Kelpie3, I'm glad you're okay and I hope you find a new wheel soon!

Wow, I have many random thoughts on this thread. I'm an elementary teacher so I think about kids, families, and society a lot. Okay, has anyone noticed a trend here? Is it my imagination or do many of us work in careers that are service oriented? Also Wasn't it Mark Twain who said "All generalizations are false, including this one." 
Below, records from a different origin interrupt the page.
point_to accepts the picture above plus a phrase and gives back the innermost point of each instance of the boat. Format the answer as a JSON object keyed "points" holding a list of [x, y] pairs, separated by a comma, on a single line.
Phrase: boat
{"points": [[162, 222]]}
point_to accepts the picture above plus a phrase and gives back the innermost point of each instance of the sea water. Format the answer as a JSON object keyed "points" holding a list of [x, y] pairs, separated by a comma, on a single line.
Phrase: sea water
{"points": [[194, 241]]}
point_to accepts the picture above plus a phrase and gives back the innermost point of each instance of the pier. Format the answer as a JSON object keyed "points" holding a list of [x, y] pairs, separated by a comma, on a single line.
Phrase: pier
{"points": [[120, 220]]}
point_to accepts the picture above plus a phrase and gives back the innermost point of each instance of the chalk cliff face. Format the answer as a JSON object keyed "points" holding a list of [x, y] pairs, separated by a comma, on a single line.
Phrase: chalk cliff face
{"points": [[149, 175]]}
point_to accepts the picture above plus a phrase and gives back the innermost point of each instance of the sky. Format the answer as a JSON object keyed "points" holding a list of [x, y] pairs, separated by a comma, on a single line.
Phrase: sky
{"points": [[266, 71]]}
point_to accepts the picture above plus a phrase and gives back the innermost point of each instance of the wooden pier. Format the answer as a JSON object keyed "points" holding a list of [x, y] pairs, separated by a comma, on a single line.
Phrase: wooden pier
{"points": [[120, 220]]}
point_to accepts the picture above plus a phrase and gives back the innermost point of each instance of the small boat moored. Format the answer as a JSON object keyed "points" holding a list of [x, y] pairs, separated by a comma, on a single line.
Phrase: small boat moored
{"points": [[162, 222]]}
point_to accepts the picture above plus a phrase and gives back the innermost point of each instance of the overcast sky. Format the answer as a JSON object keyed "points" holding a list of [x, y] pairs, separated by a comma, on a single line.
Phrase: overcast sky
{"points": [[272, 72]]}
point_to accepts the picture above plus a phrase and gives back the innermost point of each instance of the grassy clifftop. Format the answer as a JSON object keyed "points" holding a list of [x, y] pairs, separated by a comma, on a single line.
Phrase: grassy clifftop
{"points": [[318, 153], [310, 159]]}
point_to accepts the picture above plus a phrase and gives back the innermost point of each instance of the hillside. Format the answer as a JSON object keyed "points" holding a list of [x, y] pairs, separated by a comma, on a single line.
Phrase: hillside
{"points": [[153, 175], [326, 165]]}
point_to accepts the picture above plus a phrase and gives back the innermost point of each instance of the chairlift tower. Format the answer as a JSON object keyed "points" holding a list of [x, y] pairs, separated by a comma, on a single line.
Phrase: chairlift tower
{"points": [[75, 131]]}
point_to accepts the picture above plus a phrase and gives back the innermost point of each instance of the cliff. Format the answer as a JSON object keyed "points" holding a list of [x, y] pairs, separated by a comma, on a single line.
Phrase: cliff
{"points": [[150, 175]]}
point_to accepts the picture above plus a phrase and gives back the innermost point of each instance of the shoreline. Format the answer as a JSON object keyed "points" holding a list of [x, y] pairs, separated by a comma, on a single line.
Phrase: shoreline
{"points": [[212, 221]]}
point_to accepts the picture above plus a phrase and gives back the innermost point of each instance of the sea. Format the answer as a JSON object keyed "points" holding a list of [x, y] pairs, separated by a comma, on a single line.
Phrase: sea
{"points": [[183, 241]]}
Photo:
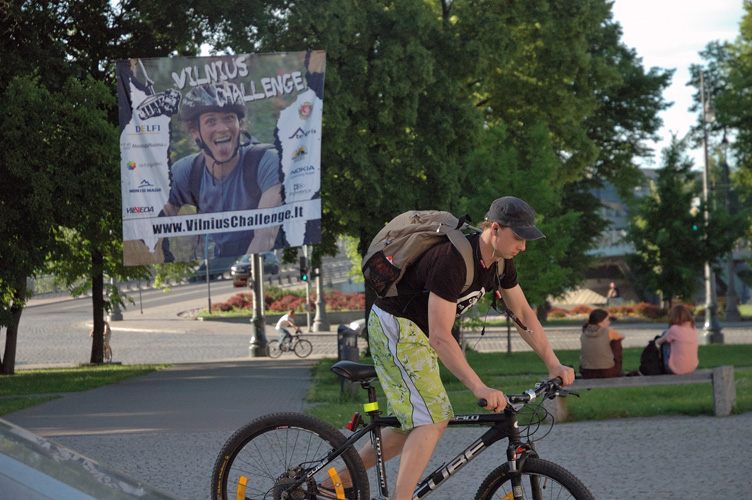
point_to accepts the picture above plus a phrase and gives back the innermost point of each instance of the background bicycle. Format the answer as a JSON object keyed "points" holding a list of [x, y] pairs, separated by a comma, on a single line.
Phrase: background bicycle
{"points": [[289, 455], [300, 346]]}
Chitown, I am not worthy! I haven't laughed that hard in a while! I too anxiously await the next episode in the continuing saga.


----------



## Kelpie3 (Aug 20, 2010)

Here's a couple of pictures.  Along with the pretzel wheel, I have numerous scratches to fix.


----------



## DonChristie (Aug 20, 2010)

Holy Smokes! That is wrecked!


----------



## militarymonark (Aug 20, 2010)

how fast where you going?


----------



## Kelpie3 (Aug 20, 2010)

I think around 15 to 17


----------



## militarymonark (Aug 20, 2010)

did you fly over the handle bars?


----------



## Kelpie3 (Aug 20, 2010)

Nope.  Jumped off and landed on my feet to the side.  Knocked the kid on the pavement though.


----------



## militarymonark (Aug 20, 2010)

......nice


----------



## teisco (Aug 20, 2010)

How dare they damage a Higgins !!


----------



## Mawthorne (Aug 20, 2010)

My heart aches for you and your bike! Do you have a back up bike to ride while it is in hospital?


----------



## Kelpie3 (Aug 20, 2010)

Yeah.  I have a Roadmaster Luxury Liner minus the tank, light and chainguard.


----------



## yeshoney (Aug 20, 2010)

Kelpie3 said:


> Yeah.  I have a Roadmaster Luxury Liner minus the tank, light and chainguard.




Did someone steal the parts off this bike???  Is that why they are missing??

Sounds like a second episode in the making- -I think Bruce Willis should star in the Part Deux!


----------



## chitown (Aug 20, 2010)

Actually episode II involves the "club" going on a midnight raid to a re-pop facility. Trouble comes about when they discover one of their founding members, "Shifty" (played by James Caan) is deeply involved in manufacturing and distributing cheap re-pops on the underground balloon market. Divisions in the club threaten to splinter into 2 camps. One camp Clint, aka Grandpa and the other is lead by Shifty's son Sam aka "Sprocket" (played by Ewan McGregor). "Sprocket" believes that the market should decide if re-poping is "correct" behavior for the club. Though this is clearly a violation in the "correct code" all members had previously sworn to uphold. Sprocket finds unlikely allies with the Rat chapter who don't care where they get their parts from, as long as they look cool. Stay tuned for more...

My favorite line from episode I is Grandpa saying "I think it's time I taco your face you little punk!"


----------



## cyclingday (Aug 21, 2010)

Another fine installment of the Balloon Tire Wars brought to you by the creative imagination of Chitown.  BRAVO!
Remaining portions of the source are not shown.